Lead Opinion
OPINION
¶ 1 The question presented is whether Proposition 107, a constitutional amendment proposed by voter initiative, complies with the separate amendment rule of Article 21, Section 1 of the Arizona Constitution. Proposition 107 would amend the constitution by adding a new Article 30 defining “marriage” and prohibiting the state and its political subdivisions from creating or recognizing a legal status for unmarried persons similar to that of marriage.
I.
¶2 Whether a voter initiative complies with the separate amendment rule of Article 21, Section 1 presents a question of law, which we review de novo. See Clean Elections Inst., Inc. v. Brewer,
A.
¶ 3 The Arizona Constitution requires that “[i]f more than one proposed amendment shall be submitted at any election, such proposed amendments shall be submitted in such manner that the electors may vote for or against such proposed amendments separately.” Ariz. Const. art. 21, § 1. “The clear import of this provision is that voters must be allowed to express their separate opinion as to each proposed constitutional amendment.” Clean Elections,
¶ 5 We first enunciated the test to maintain this balance in Kerby:
If the different changes contained in the proposed amendment all cover matters necessary to be dealt with in some manner, in order that the Constitution, as amended, shall constitute a consistent and workable whole on the general topic embraced in that part which is amended, and if, logically speaking, they should stand or fall as a whole, then there is but one amendment submitted. But, if any one of the propositions, although not directly contradicting the others, does not refer to such matters, or if it is not such that the voter supporting it would reasonably be expected to support the principle of the others, then there are in reality two or more amendments to be submitted, and the proposed amendment falls within the constitutional prohibition [of Article 21, Section 1].

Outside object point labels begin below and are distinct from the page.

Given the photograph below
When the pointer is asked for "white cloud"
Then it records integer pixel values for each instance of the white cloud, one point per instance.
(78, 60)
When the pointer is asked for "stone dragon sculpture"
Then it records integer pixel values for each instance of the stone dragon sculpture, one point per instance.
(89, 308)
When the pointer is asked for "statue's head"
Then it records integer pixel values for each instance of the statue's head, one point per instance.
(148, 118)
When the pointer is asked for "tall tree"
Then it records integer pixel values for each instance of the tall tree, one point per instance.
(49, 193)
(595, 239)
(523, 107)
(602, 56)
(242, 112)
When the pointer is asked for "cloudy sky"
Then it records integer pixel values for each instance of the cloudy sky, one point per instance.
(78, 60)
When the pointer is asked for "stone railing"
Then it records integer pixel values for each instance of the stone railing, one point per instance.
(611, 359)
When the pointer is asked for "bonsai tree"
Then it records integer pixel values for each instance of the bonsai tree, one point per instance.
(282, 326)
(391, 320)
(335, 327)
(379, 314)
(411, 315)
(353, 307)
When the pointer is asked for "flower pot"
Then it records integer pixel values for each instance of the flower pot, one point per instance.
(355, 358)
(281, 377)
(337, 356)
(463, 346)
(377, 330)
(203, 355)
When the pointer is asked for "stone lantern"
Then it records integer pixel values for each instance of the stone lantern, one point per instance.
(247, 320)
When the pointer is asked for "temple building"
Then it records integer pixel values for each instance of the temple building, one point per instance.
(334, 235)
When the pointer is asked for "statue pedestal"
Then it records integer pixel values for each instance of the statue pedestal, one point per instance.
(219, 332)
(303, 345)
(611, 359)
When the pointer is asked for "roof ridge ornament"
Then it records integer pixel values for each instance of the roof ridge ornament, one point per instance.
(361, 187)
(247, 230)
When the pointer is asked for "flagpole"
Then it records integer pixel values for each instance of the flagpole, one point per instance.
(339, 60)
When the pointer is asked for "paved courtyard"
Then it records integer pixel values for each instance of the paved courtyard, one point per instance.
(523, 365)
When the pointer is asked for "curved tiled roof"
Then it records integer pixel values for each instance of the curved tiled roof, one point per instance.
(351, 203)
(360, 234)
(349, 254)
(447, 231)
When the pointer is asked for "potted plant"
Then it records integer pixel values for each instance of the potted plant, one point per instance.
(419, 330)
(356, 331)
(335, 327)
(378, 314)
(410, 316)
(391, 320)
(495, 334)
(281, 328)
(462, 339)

¶ 6 This “common purpose or principle” test requires us to analyze two components. First, the proposed amendment’s provisions must be topically related: All the provisions must embrace the same “general topic.” See Kerby,
B.
¶ 7 The parties agree that Proposition 107, despite being drafted as a single sentence, can be divided into two provisions. The first requires that “only a union between one man and one woman shall be valid or recognized as a marriage by this state or its political subdivisions.” Proposition 107, § 1. The second provides that “no legal status for unmarried persons shall be created or recognized by this state or its political subdivisions that is similar to that of marriage.” Id. The initial question, then, is whether both provisions embrace the same general topic.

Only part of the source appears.